Metamath Proof Explorer


Theorem otpsle

Description: The order of a topological ordered space. (Contributed by Mario Carneiro, 12-Nov-2015) (Revised by AV, 9-Sep-2021)

Ref Expression
Hypothesis otpsstr.w
|- K = { <. ( Base ` ndx ) , B >. , <. ( TopSet ` ndx ) , J >. , <. ( le ` ndx ) , .<_ >. }
Assertion otpsle
|- ( .<_ e.

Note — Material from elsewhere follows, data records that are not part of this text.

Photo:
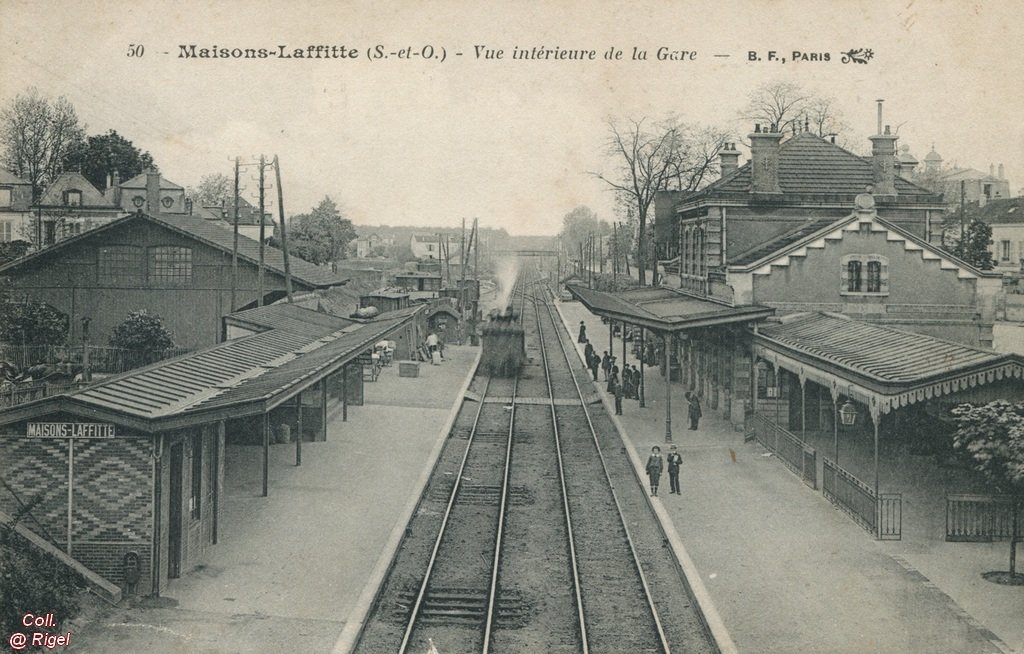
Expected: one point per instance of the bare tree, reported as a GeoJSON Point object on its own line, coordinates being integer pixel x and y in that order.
{"type": "Point", "coordinates": [213, 189]}
{"type": "Point", "coordinates": [779, 103]}
{"type": "Point", "coordinates": [666, 156]}
{"type": "Point", "coordinates": [37, 136]}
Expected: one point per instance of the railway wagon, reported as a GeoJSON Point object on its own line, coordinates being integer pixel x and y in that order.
{"type": "Point", "coordinates": [504, 345]}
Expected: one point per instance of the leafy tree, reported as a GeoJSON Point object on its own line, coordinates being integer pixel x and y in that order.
{"type": "Point", "coordinates": [11, 250]}
{"type": "Point", "coordinates": [974, 247]}
{"type": "Point", "coordinates": [322, 235]}
{"type": "Point", "coordinates": [669, 156]}
{"type": "Point", "coordinates": [101, 155]}
{"type": "Point", "coordinates": [37, 136]}
{"type": "Point", "coordinates": [992, 435]}
{"type": "Point", "coordinates": [28, 321]}
{"type": "Point", "coordinates": [142, 332]}
{"type": "Point", "coordinates": [213, 189]}
{"type": "Point", "coordinates": [31, 578]}
{"type": "Point", "coordinates": [787, 104]}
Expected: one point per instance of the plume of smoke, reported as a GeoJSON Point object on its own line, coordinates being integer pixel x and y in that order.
{"type": "Point", "coordinates": [506, 269]}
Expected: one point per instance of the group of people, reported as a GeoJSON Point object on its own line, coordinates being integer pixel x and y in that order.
{"type": "Point", "coordinates": [655, 465]}
{"type": "Point", "coordinates": [622, 384]}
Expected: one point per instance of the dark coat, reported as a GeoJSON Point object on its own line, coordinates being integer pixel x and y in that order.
{"type": "Point", "coordinates": [654, 465]}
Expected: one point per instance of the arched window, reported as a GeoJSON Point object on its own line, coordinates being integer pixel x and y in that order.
{"type": "Point", "coordinates": [875, 276]}
{"type": "Point", "coordinates": [170, 265]}
{"type": "Point", "coordinates": [853, 281]}
{"type": "Point", "coordinates": [864, 274]}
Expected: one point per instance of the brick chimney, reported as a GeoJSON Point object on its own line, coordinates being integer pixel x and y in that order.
{"type": "Point", "coordinates": [764, 160]}
{"type": "Point", "coordinates": [728, 159]}
{"type": "Point", "coordinates": [153, 191]}
{"type": "Point", "coordinates": [884, 160]}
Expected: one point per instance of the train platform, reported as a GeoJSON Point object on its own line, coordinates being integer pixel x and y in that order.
{"type": "Point", "coordinates": [292, 567]}
{"type": "Point", "coordinates": [785, 570]}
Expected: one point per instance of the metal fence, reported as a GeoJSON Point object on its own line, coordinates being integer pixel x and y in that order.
{"type": "Point", "coordinates": [798, 455]}
{"type": "Point", "coordinates": [102, 359]}
{"type": "Point", "coordinates": [11, 394]}
{"type": "Point", "coordinates": [882, 515]}
{"type": "Point", "coordinates": [973, 518]}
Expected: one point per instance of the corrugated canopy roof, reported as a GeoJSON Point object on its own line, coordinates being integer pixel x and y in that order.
{"type": "Point", "coordinates": [664, 309]}
{"type": "Point", "coordinates": [881, 365]}
{"type": "Point", "coordinates": [242, 377]}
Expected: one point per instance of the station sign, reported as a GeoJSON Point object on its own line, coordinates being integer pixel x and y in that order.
{"type": "Point", "coordinates": [70, 430]}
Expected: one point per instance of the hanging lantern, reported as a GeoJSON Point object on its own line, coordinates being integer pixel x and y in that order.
{"type": "Point", "coordinates": [848, 413]}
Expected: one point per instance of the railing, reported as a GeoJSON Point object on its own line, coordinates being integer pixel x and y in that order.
{"type": "Point", "coordinates": [798, 455]}
{"type": "Point", "coordinates": [881, 515]}
{"type": "Point", "coordinates": [102, 359]}
{"type": "Point", "coordinates": [11, 394]}
{"type": "Point", "coordinates": [982, 518]}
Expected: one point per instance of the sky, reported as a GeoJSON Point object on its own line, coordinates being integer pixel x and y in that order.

V -> .<_ = ( le ` K ) )

Proof

Step Hyp Ref Expression
1 otpsstr.w
 |-  K = { <. ( Base ` ndx ) , B >. , <. ( TopSet ` ndx ) , J >. , <. ( le ` ndx ) , .<_ >. }
2 1 otpsstr
 |-  K Struct <. 1 , ; 1 0 >.
3 pleid
 |-  le = Slot ( le ` ndx )
4 snsstp3
 |-  { <. ( le ` ndx ) , .<_ >. } C_ { <. ( Base ` ndx ) , B >. , <. ( TopSet ` ndx ) , J >. , <. ( le ` ndx ) , .<_ >. }
5 4 1 sseqtrri
 |-  { <. ( le ` ndx ) , .<_ >. } C_ K
6 2 3 5 strfv
 |-  ( .<_ e. V -> .<_ = ( le ` K ) )